The first one is very easy: 1/c(a+b)+1/b(a+c)+1/a(b+c) \geq 27/2(a+b+c) ² 9/2(ab+bc+ca) \geq 27/2(a+b+c) ² 1/(ab+bc+ca) \geq 3/(a+b+c) ² (a+b+c) ² \geq 3(ab+bc+ca) which is obviously true Cheers

Rewrite the inequality like: \[\left[\sum_{cyc} (a+b)\right]\left[\sum_{cyc} \frac1{b(a+b)}\right]\left[\sum_{cyc} a\right] \ge 27\] and apply AM -GM to the three sums and the inequality is solved!!

First inequality is : 1/b(a+b) + 1/c(b+c) + 1/a(c+a) \geq ....... and not 1/a(b+c) + 1/b(a+c) +1/c(a+b) \geq ........ I think it is a different inequality.

hmm.. but my method still works, doesn't it?

Lagrangia, you are right and your proof is very neat but I referred to Maverik's proof.

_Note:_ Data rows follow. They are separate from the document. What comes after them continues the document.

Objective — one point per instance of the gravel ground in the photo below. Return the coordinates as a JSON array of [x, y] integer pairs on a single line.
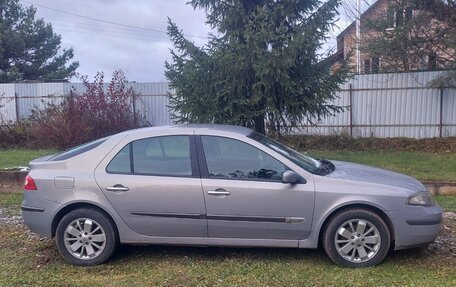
[[445, 243]]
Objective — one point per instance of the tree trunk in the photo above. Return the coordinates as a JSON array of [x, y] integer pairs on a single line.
[[259, 124]]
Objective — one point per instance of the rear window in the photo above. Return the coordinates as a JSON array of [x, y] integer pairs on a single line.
[[78, 150]]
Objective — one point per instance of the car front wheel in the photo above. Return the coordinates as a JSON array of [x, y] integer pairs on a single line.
[[356, 238], [86, 237]]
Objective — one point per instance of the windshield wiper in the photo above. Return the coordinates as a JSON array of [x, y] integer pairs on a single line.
[[326, 167]]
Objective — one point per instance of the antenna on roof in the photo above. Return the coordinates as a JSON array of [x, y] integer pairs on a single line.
[[358, 36]]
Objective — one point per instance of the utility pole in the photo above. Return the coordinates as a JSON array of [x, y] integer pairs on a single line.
[[358, 36]]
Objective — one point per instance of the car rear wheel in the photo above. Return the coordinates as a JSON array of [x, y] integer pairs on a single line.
[[86, 237], [356, 238]]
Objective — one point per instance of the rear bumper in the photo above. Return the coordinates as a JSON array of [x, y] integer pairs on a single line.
[[416, 225], [38, 213]]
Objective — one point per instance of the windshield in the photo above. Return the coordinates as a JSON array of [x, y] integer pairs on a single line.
[[305, 162]]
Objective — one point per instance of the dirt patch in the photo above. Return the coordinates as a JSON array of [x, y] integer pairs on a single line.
[[9, 188]]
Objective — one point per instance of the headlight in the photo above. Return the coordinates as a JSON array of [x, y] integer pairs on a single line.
[[422, 198]]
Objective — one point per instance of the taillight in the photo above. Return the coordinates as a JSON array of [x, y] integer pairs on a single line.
[[29, 183]]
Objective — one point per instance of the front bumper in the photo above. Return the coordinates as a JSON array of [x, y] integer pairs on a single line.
[[38, 213], [416, 225]]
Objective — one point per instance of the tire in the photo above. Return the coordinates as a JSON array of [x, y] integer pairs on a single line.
[[86, 236], [356, 238]]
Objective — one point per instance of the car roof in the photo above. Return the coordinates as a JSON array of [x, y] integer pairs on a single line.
[[194, 127]]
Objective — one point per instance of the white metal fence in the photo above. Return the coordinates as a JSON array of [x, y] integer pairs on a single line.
[[379, 105]]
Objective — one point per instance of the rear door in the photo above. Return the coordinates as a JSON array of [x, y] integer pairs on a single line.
[[154, 185], [244, 195]]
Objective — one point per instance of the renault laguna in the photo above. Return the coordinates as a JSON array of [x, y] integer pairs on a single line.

My proof is: changing a with b the inequality remains valid and is transformed in (1/a(b+a)) +(1/c(a+c))+(1/b(b+c)) \geq ...... summing the two inequalities we obtain (a+b+c)/abc \geq 27/(a+b+c)^2 whic can be rewritten as (a+b+c)^3 \geq 27abc true by AM-GM inequality.

Yeah sorry about that! But using rearangement inequality we get: 1/b(a+b)+1/c(b+c)+1/a(a+c) \geq 1/c(a+b)+1/a(b+c)+1/b(a+c) so then we use \sum 1/c(a+b) \geq 9/2(ab+bc+ca) ........ and so on.....

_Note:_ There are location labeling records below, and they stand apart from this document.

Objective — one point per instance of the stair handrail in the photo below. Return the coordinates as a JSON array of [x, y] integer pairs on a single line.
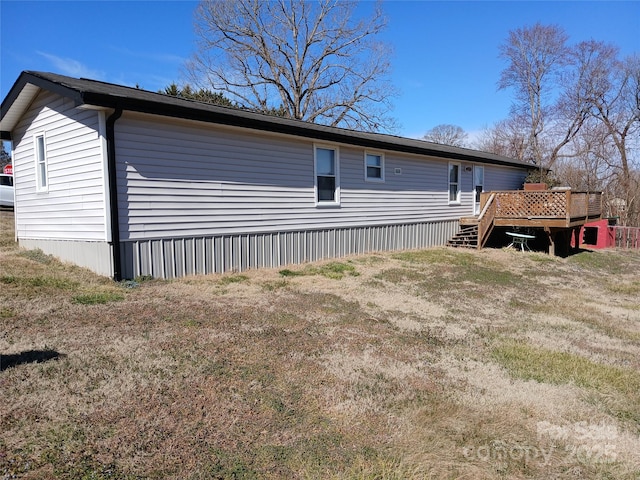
[[485, 220]]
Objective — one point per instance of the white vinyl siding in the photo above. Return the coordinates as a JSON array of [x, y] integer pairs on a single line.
[[73, 207], [40, 157], [454, 182]]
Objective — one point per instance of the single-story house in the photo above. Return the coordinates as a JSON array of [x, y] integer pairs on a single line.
[[128, 182]]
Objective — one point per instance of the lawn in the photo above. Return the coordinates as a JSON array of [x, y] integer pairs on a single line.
[[440, 363]]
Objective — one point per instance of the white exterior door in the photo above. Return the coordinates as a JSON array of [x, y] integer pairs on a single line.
[[478, 187]]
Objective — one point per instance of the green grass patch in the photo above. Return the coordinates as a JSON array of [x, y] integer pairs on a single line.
[[229, 279], [622, 288], [38, 256], [615, 389], [40, 281], [550, 366], [333, 270], [97, 298], [437, 255]]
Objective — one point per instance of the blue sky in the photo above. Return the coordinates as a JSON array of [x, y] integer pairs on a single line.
[[445, 60]]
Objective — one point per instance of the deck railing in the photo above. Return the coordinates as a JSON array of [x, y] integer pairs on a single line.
[[627, 237], [545, 204]]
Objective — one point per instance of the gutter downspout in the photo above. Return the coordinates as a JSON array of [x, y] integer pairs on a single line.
[[113, 193]]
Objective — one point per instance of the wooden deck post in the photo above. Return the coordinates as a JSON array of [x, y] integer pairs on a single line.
[[550, 237]]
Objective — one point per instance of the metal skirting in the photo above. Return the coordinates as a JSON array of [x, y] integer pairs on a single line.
[[179, 257]]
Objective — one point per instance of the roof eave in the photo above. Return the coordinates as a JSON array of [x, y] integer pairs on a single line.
[[22, 94]]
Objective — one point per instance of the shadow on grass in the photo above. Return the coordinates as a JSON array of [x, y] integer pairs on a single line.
[[30, 356]]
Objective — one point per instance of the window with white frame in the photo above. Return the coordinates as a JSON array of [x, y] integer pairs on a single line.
[[327, 178], [374, 167], [454, 183], [42, 180]]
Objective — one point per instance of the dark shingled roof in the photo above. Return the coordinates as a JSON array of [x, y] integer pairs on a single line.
[[100, 94]]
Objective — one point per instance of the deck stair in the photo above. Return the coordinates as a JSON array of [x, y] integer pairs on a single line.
[[466, 237]]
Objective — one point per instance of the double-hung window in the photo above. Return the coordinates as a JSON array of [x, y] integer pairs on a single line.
[[327, 178], [374, 167], [454, 182], [42, 175]]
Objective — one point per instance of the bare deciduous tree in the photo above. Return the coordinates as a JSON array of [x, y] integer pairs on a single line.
[[507, 138], [446, 134], [310, 59], [614, 93], [535, 56]]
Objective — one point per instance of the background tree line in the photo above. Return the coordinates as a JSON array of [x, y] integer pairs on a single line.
[[576, 111]]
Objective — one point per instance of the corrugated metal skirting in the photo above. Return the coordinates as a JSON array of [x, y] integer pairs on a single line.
[[179, 257]]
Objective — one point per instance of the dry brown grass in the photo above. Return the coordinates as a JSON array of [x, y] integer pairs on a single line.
[[430, 364]]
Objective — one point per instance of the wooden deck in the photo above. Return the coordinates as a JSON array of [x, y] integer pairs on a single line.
[[558, 212]]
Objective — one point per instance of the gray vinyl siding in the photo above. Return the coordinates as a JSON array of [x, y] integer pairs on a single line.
[[73, 208], [186, 179], [503, 178], [178, 257]]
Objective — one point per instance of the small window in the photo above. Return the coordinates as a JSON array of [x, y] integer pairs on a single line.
[[42, 180], [454, 183], [327, 184], [374, 167]]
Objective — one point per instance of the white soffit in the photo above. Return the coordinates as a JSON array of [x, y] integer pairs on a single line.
[[11, 117]]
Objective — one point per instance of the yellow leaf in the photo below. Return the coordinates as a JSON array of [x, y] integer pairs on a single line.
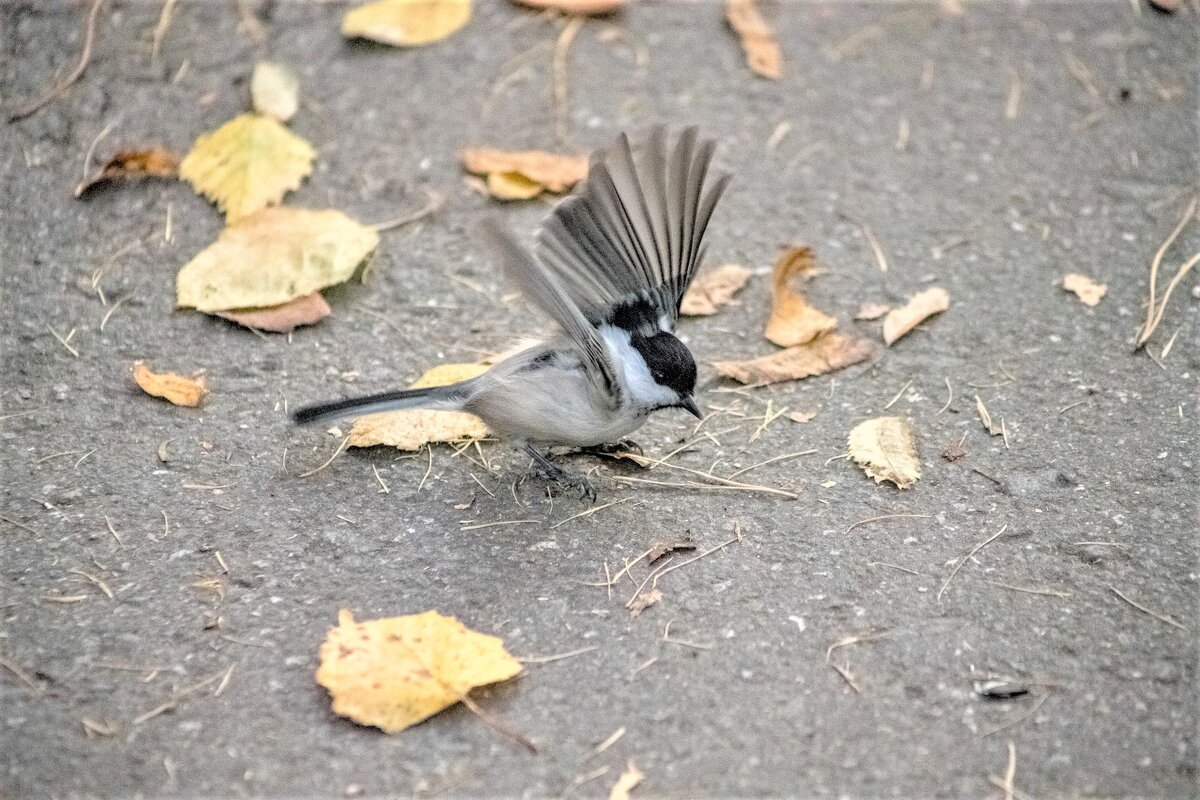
[[713, 289], [414, 428], [792, 319], [886, 450], [171, 386], [273, 257], [406, 23], [394, 673], [247, 164]]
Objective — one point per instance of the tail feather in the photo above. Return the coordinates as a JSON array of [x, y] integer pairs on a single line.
[[405, 398]]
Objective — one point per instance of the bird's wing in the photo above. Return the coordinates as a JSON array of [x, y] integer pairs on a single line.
[[627, 245], [544, 289]]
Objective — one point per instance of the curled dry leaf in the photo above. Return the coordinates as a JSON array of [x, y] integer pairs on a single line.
[[1085, 288], [713, 289], [171, 386], [919, 307], [414, 428], [285, 318], [247, 164], [886, 450], [514, 174], [757, 40], [274, 257], [275, 90], [406, 23], [394, 673], [133, 164], [826, 354], [792, 319]]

Another solution is : From AM-GM ineq we have $\frac{2}{b(a+b)}+\frac{2}{c(b+c)}+\frac{2}{a(c+a)}\geq\frac{6}{XY}$ where $X=\sqrt[3]{abc}$ and $Y=\sqrt[3]{(a+b)(b+c)(c+a)}$ By AM-GM again we have that $X\leq\frac{a+b+c}{3}$ and $Y\leq\frac{2a+2b+2c}{3}$ The result follows

Yes, AM-Gm twice, Cauchy, rearangement, or direct calculations work on this inequality. Anyway, this inequality has been proposed by Greece, not by L. Panaitopol .

Yes exactly, but I was afraid to tell this. But now I am sure. The proposer is Sotiris Louridas. Additionally the best solution is the one which use Caushy in Engel form. I anyone want it i will post it

The Cauchy solution is well-known. Actually, I have found a nice solution using rearangement inequality and then, I reduced it to Nesbitt.

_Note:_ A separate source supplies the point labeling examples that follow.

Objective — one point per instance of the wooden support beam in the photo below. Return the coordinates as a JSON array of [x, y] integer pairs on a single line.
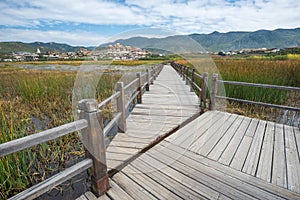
[[139, 96], [121, 108], [203, 91], [213, 93], [93, 140], [148, 80]]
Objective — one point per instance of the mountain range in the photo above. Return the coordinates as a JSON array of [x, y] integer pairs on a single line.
[[216, 41]]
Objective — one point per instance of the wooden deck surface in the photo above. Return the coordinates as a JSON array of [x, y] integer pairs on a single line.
[[168, 103], [216, 156]]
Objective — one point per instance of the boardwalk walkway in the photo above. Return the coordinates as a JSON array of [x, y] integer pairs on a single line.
[[167, 105], [216, 156]]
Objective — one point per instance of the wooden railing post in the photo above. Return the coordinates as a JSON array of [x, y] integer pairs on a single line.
[[121, 108], [183, 73], [148, 80], [193, 80], [187, 75], [203, 91], [139, 96], [152, 76], [213, 93], [93, 140]]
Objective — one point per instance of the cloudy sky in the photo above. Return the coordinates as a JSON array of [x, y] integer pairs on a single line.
[[91, 22]]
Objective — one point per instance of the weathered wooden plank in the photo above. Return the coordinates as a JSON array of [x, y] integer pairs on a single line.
[[297, 137], [121, 150], [156, 189], [242, 151], [181, 136], [117, 156], [275, 191], [264, 168], [279, 176], [82, 197], [136, 145], [235, 142], [223, 143], [157, 165], [116, 192], [53, 181], [292, 159], [174, 183], [90, 196], [38, 138], [215, 126], [131, 187], [251, 162], [216, 136], [204, 175]]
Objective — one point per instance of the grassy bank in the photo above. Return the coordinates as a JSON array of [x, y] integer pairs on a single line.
[[31, 101]]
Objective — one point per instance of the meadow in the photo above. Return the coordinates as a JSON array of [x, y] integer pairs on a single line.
[[34, 100], [262, 70], [31, 101]]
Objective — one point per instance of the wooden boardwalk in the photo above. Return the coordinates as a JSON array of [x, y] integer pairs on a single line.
[[216, 156], [167, 105]]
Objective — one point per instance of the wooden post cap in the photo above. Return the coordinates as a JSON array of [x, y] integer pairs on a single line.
[[88, 105]]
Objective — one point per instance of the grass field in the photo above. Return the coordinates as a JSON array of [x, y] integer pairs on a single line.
[[266, 71], [33, 100]]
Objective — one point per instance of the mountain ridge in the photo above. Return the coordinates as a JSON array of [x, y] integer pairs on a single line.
[[215, 41]]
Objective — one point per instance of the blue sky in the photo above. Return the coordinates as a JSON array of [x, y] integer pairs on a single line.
[[92, 22]]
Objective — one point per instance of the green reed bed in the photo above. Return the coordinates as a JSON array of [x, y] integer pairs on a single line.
[[32, 101], [274, 72]]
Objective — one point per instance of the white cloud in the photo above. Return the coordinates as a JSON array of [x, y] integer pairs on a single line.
[[203, 16], [72, 38]]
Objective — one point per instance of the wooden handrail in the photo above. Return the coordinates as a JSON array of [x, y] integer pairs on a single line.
[[184, 72], [38, 138], [189, 76], [90, 123], [279, 87], [260, 103]]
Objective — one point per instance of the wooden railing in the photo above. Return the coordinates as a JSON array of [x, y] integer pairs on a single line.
[[190, 74], [92, 132], [216, 81], [193, 79]]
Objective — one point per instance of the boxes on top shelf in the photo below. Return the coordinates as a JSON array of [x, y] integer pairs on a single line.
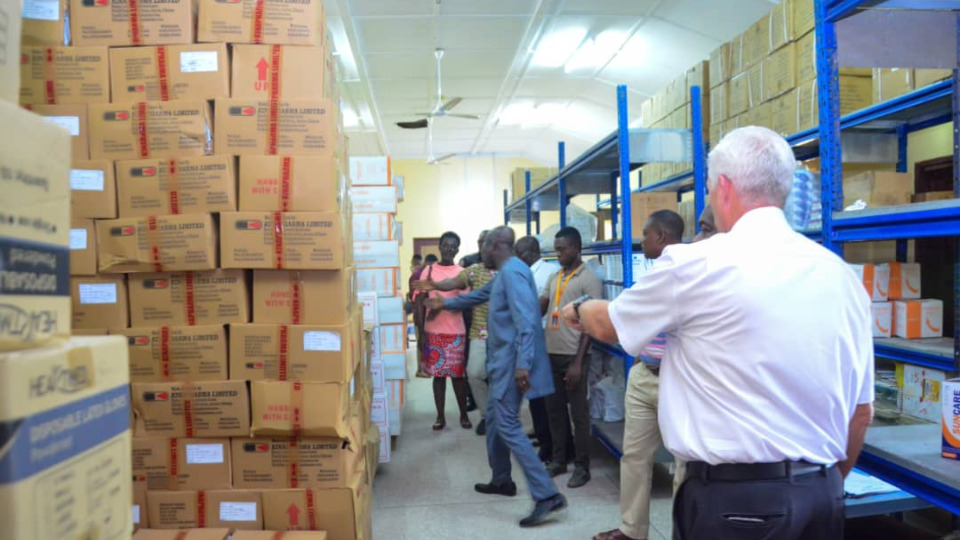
[[169, 72]]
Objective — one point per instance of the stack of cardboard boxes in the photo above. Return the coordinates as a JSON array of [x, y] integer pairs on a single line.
[[65, 463], [211, 227], [377, 241]]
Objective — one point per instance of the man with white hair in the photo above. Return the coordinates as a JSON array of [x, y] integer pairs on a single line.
[[766, 385]]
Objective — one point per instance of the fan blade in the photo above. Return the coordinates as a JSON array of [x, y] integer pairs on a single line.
[[417, 124]]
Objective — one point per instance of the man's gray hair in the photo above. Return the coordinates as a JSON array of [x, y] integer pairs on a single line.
[[758, 162]]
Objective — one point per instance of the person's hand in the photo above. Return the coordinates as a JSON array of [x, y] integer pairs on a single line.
[[522, 376]]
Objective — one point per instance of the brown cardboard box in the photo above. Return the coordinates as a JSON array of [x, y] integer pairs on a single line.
[[303, 241], [780, 72], [189, 298], [159, 129], [100, 301], [93, 190], [177, 353], [295, 68], [322, 408], [157, 243], [292, 353], [169, 72], [43, 23], [198, 184], [73, 118], [264, 463], [163, 409], [83, 247], [51, 75], [307, 297], [236, 509], [110, 23], [878, 189], [300, 23], [183, 464], [291, 183], [303, 126]]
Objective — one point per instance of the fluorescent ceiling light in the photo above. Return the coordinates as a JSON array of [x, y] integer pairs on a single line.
[[557, 47]]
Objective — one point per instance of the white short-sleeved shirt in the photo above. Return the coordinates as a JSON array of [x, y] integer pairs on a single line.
[[769, 344]]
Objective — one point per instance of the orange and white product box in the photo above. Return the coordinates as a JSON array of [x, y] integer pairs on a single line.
[[904, 281], [882, 313], [377, 254], [374, 199], [380, 226], [370, 171], [913, 319], [875, 278]]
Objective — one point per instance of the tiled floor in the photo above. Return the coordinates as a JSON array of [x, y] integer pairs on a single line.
[[426, 491]]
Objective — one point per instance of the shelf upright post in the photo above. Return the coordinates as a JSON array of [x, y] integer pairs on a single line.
[[623, 143], [828, 92], [699, 165]]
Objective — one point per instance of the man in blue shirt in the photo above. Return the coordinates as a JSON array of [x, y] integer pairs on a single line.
[[517, 367]]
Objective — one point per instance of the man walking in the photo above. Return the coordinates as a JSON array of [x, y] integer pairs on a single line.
[[517, 366], [766, 386], [569, 350]]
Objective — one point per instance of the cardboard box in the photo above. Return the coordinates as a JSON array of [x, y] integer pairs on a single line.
[[236, 509], [158, 129], [882, 313], [111, 23], [83, 248], [291, 184], [292, 353], [51, 75], [43, 23], [303, 126], [878, 188], [183, 464], [177, 353], [66, 460], [302, 241], [300, 23], [169, 72], [189, 298], [72, 118], [322, 409], [294, 69], [199, 184], [904, 280], [100, 301], [875, 279], [265, 463], [157, 243], [915, 319]]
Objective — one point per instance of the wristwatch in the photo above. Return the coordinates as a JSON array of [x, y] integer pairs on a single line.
[[579, 302]]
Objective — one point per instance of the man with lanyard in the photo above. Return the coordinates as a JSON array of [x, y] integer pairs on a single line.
[[569, 351]]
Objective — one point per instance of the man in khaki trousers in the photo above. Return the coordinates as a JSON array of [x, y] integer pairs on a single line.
[[641, 437]]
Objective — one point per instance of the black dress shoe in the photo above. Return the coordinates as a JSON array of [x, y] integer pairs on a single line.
[[507, 490], [544, 510]]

Could you post it ? thanks. But with details. With no use of trivial etc

Well, by rearangement we have \[ \frac{1}{b(a+b)}+\frac{1}{c(b+c)}+\frac{1}{a(c+a)}\geq \frac{1}{a(b+c)}+\frac{1}{b(c+a)}+\frac{1}{c(a+b)}. \] Actually we will prove this stronger inequality: \[ \frac{1}{a(b+c)}+\frac{1}{b(c+a)}+\frac{1}{c(a+b)}\geq\frac{9}{2(ab+bc+ca)}. \] Well, this las inequality is equivalent with \[ \frac{ab+bc+ca}{a(b+c)}+\frac{ab+bc+ca}{b(c+a)}+\frac{ab+bc+ca}{c(a+b)}\geq\frac{9}{2}. \] This last inequality is \[ \frac{bc}{a(b+c)}+\frac{ca}{b(c+a)}+\frac{ab}{c(a+b)}\geq\frac{3}{2}. \] Well, by making the substitutions $bc=m, ca=n$ and $ca=p$ the inequality finally reduces to \[ \frac{m}{n+p}+\frac{n}{p+m}+\frac{p}{m+n}\geq\frac{3}{2}. \] From here you can apply Nesbitt to finish.

I hope this solution is in detail.

cezar lupu wrote: I hope this solution is in detail. Maybe the only of yours

cezar lupu wrote: Well, by rearangement we have \[ \frac{1}{b(a+b)}+\frac{1}{c(b+c)}+\frac{1}{a(c+a)}\geq \frac{1}{a(b+c)}+\frac{1}{b(c+a)}+\frac{1}{c(a+b)}. \] Actually we will prove this stronger inequality: \[ \frac{1}{a(b+c)}+\frac{1}{b(c+a)}+\frac{1}{c(a+b)}\geq\frac{9}{2(ab+bc+ca)}. \] Well, this las inequality is equivalent with \[ \frac{ab+bc+ca}{a(b+c)}+\frac{ab+bc+ca}{b(c+a)}+\frac{ab+bc+ca}{c(a+b)}\geq\frac{9}{2}. \] This last inequality is \[ \frac{bc}{a(b+c)}+\frac{ca}{b(c+a)}+\frac{ab}{c(a+b)}\geq\frac{3}{2}. \] Well, by making the substitutions $bc=m, ca=n$ and $ca=p$ the inequality finally reduces to \[ \frac{m}{n+p}+\frac{n}{p+m}+\frac{p}{m+n}\geq\frac{3}{2}. \] From here you know how to proceed. You are perfect.I admire you very much.

Anyway, who is perfect?

razec upul wrote: Anyway, who is perfect? I don't know, but I invented something . If you write the name razec upul from the other side it is Cesar Lupu . And if you see the flag in Cesar Lupu and razec upul then obviously you conclude that Cesar Lupu and razec upul are the same.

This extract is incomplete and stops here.